I used the redesign project to complete one of three required internship credits at Seattle Central College for my web design certificate. To begin the process, we met for a consultation so I could learn what she did and did not like about her existing website’s design, content, and hosting setup. Following our meeting, I suggested a condensed structure and new WordPress theme to display an eye-catching navigation bar, emphasize the great production photos Seayoung had access to, and elevate the design to be more professional throughout.
Seayoung had told me she wanted to incorporate some color, but was drawn to a minimal black and white style. I created an inspirational Pinterest board with elegant images that included hints of neon and deep red from nighttime signage, flowers, and auditorium seats. When I was searching for images, I continually thought about the styles that would best suit her aesthetic to remain minimal and professional. For the theme, I searched for simple and straightforward blog templates that could accommodate large pictures, since several of Seayoung’s production photos easily incorporate a dramatic punch of color. We decided on Kale, which has a lite version available to install through WordPress.org. I created a development instance on my personal server and began to learn Kale’s nuances. The look suited Seayoung and integrated elements she liked from the theme. Then, I tried to install it on her site.

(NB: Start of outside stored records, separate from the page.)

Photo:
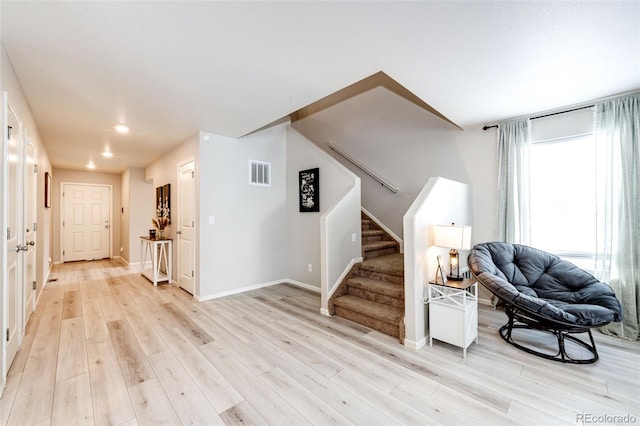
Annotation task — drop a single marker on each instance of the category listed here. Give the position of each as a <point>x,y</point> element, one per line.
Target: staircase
<point>372,294</point>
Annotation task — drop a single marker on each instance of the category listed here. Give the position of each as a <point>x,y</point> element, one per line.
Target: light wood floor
<point>106,347</point>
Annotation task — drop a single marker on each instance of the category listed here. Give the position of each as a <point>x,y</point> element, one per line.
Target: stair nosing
<point>397,313</point>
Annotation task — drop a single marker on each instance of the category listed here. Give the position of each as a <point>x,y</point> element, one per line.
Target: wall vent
<point>259,173</point>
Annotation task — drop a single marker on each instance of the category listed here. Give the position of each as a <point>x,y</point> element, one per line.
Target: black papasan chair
<point>543,292</point>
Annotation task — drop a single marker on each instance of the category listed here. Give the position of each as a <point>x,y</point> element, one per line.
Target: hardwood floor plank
<point>391,407</point>
<point>267,403</point>
<point>190,329</point>
<point>132,359</point>
<point>222,313</point>
<point>38,377</point>
<point>9,395</point>
<point>146,334</point>
<point>355,409</point>
<point>152,405</point>
<point>316,411</point>
<point>72,306</point>
<point>70,403</point>
<point>319,362</point>
<point>422,400</point>
<point>188,401</point>
<point>242,414</point>
<point>220,393</point>
<point>111,401</point>
<point>93,319</point>
<point>72,356</point>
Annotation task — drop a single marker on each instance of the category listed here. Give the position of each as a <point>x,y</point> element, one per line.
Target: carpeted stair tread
<point>377,286</point>
<point>392,264</point>
<point>377,245</point>
<point>377,311</point>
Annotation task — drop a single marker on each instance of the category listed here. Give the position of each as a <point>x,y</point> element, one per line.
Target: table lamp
<point>455,238</point>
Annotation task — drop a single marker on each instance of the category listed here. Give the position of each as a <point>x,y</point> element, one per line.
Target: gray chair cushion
<point>544,284</point>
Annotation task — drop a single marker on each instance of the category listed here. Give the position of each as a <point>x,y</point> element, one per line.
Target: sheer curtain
<point>617,124</point>
<point>513,182</point>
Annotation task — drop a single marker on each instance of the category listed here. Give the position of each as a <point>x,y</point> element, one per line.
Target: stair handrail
<point>364,168</point>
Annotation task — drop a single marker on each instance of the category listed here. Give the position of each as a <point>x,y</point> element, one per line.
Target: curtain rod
<point>547,115</point>
<point>575,108</point>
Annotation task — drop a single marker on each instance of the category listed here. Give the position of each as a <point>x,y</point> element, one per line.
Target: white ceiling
<point>169,69</point>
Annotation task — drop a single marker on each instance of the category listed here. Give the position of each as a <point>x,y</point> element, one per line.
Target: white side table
<point>160,256</point>
<point>453,312</point>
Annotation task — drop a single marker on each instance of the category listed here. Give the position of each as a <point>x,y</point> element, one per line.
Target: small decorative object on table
<point>163,218</point>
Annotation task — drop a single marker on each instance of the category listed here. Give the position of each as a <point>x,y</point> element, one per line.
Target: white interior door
<point>31,227</point>
<point>186,227</point>
<point>86,222</point>
<point>14,233</point>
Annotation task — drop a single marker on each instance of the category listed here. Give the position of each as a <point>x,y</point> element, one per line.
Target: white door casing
<point>85,221</point>
<point>186,227</point>
<point>31,228</point>
<point>13,235</point>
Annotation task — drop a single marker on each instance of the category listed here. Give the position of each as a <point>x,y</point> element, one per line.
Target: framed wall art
<point>309,187</point>
<point>47,190</point>
<point>163,202</point>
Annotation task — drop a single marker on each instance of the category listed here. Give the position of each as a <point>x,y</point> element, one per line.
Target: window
<point>259,173</point>
<point>563,187</point>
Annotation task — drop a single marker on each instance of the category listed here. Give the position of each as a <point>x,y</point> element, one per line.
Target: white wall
<point>161,172</point>
<point>44,246</point>
<point>9,83</point>
<point>246,246</point>
<point>304,228</point>
<point>138,206</point>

Seayoung has been maintaining her website through a free WordPress.com account. When I investigated how Seayoung’s site was arranged, it looked like she would need to upgrade her plan to take advantage of the theme’s capabilities. So we upgraded to Personal, but even with that account tier, a user cannot install their own themes. Kale can only be installed on a Business Plan, but we only upgraded only to Premium because we had access to several themes, two of which were similar to Kale in look and feel. Now I could find a theme that could be adapted to showcase the features Seayoung and I liked from Kale. And, if it didn’t work out, I could try another theme without backtracking too much.
Because WordPress.com uses much more of the GUI and handy drag and drop features, I utilized the Customize feature to make most of the changes. Then I used the Chrome Inspector tool in a more targeted fashion than I ever had before. After I installed the new theme (Olsen) I learned I could control ALL of the CSS! For the sake of time, I did not clear out the entire site’s CSS and start from scratch, even though I really wanted to. Instead, I identified similarities between the Kale version on my server and the new version based on Olsen, targeted key selectors and modified their properties. And when I needed to make edits or when I eventually have to give someone else access, they will know what I was targeting and why because I labelled everything with comments.
I added text to the landing page that stated exactly who Seayoung is and what she does. Paired with a picture of her most recent production, the result is a dramatic introduction to a dramatic playwright. The outcome is a beautiful site that Seayoung was excited to share immediately with her community.